Hong Kong's new Chief Executive Carrie Lam (red dress) stands for the national anthem on July 1. File Photo by Alex Hofford/EPA

Nov. 5 (UPI) — China’s top legislature on Saturday applied a law governing conduct during its national anthem in Hong Kong and Macau, punishing those “gravely disrespecting” the song.

The Standing Committee of the National People’s Congress inserted the law into Hong Kong’s mini-constitution and added additional violations to the National Anthem Law, which was adopted in September.

Punishments for desecrating the flag in public now also apply to serious acts of public disrespect to the national anthem. People who modify the lyrics, or play or sing the national anthem in “a distorted or disrespectful way in public” can be imprisoned for three years under the criminal code.

The “March of the Volunteers,” which encouraged Chinese soldiers and civilians against Japan from 1937-45, was adopted as a national anthem in 1949.

“In recent years, incidents of disrespect against the national anthem have occurred in Hong Kong, challenging the bottom line of the principle of one country, two systems and social morality, and triggering rage among Chinese including most Hong Kong residents,” said Zhang Rongshun, deputy director for the Legislative Affairs Commission of the NPC Standing Committee in a report by the South China Morning Post. “It is urgent and important to apply the national anthem law in Hong Kong in a bid to prevent and handle such offences.”

That has included Hong Kong soccer fans booing during the anthem.

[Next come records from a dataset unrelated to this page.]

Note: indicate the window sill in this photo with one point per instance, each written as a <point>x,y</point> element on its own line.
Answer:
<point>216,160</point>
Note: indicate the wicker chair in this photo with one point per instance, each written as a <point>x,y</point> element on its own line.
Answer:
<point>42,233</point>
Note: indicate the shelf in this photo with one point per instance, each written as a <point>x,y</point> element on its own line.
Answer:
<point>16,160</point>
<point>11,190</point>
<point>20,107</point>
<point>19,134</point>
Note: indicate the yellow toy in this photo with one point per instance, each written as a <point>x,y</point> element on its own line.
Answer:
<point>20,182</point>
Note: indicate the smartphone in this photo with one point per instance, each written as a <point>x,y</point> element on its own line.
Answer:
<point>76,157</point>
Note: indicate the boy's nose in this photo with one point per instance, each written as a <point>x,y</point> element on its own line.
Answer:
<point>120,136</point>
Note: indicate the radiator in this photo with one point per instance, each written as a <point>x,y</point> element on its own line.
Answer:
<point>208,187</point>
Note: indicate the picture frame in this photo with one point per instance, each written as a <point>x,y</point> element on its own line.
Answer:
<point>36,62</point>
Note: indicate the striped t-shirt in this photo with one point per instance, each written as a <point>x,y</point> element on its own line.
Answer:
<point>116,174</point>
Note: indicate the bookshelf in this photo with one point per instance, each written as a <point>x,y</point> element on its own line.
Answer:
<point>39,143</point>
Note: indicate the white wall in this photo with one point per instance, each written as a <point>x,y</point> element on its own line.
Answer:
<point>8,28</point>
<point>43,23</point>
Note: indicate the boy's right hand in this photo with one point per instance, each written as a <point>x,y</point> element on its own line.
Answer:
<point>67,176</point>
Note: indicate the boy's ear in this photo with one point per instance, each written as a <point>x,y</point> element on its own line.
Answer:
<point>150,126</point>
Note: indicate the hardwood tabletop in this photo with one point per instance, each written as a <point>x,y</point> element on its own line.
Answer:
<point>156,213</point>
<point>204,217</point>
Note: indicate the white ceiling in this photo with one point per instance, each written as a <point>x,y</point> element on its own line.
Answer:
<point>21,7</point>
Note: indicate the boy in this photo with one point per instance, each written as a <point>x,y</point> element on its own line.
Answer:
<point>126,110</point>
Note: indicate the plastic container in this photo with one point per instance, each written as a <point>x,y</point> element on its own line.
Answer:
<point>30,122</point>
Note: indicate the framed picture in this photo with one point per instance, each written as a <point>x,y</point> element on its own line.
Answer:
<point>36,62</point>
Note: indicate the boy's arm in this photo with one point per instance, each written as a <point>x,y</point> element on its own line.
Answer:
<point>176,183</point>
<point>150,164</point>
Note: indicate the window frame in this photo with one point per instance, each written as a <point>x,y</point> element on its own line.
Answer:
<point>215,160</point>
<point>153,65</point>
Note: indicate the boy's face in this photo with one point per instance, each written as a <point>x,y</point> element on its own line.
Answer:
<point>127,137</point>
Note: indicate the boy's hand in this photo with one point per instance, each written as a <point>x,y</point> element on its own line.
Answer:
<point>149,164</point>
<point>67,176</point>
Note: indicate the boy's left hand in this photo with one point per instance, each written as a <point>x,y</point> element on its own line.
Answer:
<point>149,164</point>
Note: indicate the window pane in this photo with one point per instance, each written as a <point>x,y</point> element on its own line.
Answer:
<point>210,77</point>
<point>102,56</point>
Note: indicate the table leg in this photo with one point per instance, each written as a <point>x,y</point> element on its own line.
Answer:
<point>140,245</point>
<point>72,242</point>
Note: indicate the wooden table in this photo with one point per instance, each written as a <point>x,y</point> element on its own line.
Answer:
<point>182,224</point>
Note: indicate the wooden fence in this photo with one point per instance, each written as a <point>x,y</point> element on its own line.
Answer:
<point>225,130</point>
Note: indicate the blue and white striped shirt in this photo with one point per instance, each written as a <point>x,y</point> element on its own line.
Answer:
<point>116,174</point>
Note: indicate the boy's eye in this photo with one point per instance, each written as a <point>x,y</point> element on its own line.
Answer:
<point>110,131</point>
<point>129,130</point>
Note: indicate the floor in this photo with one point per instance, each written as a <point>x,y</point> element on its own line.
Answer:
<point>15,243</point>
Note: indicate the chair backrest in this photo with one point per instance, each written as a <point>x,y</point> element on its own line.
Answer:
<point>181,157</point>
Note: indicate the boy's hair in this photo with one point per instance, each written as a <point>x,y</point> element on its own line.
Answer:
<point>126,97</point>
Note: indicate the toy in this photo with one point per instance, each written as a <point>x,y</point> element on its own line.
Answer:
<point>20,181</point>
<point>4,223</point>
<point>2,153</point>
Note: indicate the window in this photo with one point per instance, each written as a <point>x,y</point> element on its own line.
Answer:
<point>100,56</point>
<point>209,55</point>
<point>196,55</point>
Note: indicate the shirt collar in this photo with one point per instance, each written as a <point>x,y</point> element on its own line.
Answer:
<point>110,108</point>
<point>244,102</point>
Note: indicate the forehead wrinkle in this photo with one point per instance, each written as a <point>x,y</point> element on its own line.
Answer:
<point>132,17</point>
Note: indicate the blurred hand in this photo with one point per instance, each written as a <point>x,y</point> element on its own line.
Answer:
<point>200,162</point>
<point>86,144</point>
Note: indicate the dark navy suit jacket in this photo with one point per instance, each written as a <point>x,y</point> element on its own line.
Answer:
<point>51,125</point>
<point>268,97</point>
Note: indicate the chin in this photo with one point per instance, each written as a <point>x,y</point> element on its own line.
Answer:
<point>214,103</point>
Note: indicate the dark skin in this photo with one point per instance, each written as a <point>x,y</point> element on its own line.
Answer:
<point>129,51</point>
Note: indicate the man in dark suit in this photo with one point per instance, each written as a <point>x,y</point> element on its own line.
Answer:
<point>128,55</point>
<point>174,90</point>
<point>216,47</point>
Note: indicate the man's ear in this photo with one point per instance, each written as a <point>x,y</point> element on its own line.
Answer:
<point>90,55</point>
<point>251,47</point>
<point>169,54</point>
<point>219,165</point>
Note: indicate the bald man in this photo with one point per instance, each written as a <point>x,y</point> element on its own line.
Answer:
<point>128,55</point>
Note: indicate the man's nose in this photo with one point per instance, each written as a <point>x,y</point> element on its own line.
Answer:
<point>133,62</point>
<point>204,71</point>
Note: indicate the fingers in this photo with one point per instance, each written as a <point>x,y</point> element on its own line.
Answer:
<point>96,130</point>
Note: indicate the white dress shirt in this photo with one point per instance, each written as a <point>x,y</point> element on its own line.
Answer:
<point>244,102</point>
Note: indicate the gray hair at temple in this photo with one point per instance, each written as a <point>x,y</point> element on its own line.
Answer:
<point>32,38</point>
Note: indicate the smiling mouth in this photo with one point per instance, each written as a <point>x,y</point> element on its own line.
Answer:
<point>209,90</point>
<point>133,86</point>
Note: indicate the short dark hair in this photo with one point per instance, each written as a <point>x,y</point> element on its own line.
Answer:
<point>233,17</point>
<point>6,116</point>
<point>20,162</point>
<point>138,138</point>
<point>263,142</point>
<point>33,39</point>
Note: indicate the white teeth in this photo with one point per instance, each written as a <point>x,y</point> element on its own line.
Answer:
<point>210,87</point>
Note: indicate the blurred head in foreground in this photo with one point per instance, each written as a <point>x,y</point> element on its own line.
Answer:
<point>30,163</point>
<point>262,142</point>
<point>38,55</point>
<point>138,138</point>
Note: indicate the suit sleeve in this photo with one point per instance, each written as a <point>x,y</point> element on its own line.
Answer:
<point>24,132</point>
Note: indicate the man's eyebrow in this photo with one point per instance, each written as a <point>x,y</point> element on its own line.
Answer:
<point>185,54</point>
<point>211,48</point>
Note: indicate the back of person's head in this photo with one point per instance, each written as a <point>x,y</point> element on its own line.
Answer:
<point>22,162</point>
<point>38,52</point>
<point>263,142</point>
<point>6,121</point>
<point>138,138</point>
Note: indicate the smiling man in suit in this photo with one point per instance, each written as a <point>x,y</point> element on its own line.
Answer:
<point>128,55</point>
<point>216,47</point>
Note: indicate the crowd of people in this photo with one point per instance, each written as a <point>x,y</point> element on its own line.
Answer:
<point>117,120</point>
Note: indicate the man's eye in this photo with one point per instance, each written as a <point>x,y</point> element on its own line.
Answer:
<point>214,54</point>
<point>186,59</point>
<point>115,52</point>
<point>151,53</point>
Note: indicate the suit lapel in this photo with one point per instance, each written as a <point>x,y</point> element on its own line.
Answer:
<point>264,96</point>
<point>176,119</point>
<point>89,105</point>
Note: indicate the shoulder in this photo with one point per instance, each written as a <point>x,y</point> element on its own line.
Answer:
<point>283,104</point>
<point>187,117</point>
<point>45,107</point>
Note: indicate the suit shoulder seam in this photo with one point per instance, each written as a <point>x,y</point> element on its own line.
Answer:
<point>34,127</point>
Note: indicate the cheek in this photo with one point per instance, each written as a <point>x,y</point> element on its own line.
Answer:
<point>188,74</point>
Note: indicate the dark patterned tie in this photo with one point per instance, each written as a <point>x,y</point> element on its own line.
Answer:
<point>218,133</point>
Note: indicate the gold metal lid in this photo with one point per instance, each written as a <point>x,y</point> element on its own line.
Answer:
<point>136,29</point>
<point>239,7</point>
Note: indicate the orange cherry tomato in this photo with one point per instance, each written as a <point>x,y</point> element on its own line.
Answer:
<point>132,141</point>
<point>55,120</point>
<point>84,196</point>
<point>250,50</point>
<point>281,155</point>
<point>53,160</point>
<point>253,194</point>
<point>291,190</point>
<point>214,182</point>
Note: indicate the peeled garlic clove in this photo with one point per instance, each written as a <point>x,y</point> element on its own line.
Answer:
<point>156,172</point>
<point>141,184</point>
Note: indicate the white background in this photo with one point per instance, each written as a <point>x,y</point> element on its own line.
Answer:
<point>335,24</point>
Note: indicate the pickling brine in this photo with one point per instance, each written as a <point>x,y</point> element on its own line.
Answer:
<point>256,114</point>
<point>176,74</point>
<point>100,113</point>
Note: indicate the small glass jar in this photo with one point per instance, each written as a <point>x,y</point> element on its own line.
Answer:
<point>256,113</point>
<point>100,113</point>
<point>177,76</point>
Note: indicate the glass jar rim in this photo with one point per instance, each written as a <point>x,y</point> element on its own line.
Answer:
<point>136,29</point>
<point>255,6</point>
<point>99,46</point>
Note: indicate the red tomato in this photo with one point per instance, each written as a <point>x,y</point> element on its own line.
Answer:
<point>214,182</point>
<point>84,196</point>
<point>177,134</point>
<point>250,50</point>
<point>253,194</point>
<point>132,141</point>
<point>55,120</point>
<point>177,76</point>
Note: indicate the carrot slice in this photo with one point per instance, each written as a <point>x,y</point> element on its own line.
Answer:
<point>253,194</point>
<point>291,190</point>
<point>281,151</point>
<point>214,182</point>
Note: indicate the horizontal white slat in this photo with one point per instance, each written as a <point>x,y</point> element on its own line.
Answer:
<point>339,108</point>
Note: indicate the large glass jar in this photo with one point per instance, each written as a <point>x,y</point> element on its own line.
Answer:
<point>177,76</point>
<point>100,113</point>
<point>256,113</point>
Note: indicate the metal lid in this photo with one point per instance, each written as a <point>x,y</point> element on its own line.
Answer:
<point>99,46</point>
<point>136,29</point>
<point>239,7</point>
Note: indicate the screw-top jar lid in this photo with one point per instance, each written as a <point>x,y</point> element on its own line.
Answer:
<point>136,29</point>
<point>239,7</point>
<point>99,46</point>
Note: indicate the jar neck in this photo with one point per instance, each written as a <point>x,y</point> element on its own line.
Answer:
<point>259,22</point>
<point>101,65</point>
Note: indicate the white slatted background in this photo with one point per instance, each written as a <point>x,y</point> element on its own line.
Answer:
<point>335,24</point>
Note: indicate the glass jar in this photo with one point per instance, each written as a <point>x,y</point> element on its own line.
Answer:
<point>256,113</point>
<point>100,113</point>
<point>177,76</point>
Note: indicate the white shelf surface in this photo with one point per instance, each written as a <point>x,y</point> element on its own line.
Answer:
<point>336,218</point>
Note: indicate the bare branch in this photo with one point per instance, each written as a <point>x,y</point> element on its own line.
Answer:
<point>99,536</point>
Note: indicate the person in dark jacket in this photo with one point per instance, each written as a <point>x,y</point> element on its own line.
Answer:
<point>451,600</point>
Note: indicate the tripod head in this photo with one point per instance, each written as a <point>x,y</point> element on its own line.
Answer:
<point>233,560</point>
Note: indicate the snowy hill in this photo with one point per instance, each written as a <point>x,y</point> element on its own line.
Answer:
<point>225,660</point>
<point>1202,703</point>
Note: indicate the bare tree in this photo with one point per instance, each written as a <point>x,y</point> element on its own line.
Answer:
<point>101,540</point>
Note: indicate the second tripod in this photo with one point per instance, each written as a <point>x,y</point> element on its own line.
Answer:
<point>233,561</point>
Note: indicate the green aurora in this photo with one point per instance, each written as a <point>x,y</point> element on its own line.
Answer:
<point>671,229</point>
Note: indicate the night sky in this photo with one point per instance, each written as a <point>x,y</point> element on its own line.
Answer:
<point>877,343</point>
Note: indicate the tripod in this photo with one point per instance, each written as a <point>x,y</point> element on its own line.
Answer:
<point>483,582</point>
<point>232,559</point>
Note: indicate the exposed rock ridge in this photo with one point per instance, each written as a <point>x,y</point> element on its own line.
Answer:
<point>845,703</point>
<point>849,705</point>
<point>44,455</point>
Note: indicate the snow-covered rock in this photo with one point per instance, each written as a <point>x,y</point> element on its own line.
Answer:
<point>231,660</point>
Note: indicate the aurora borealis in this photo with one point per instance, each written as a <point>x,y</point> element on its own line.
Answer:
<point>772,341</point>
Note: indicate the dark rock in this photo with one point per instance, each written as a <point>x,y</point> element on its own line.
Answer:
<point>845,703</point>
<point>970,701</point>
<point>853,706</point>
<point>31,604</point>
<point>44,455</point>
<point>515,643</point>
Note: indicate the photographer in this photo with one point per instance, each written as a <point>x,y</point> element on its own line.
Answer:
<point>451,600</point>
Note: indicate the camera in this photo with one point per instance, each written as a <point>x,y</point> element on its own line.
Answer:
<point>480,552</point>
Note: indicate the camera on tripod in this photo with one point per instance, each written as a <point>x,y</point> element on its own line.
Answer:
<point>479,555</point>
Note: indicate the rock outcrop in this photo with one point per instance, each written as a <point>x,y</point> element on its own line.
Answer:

Hong Kong has maintained a separate legal system from mainland China since the handover of sovereignty from Britain in 1997.

Rita Fan Hsu Lai-tai, a member of the Standing Committee, said the “time of its implementation will depend on the opposition camp’s filibustering.”

Hong Kong’s government issued a statement that it would adopt the measure “by way of appropriate local legislation” consistent with the city’s constitution.

Chief Secretary Matthew Cheung Kin-chung, who is Hong Kong’s No. 2 official, on Saturday said the government would consider the views of local lawmakers and the public.

“When the law takes effect, people will have to stand up and show respect when the anthem is played. That’s for sure,” Ip Kwok-him, a Hong Kong deputy to the NPC and a member of the Executive Council that advises the city’s leader on policy, said Saturday on a radio show. “Someone asked me whether people who are walking will have to stop. Yes, just stop.”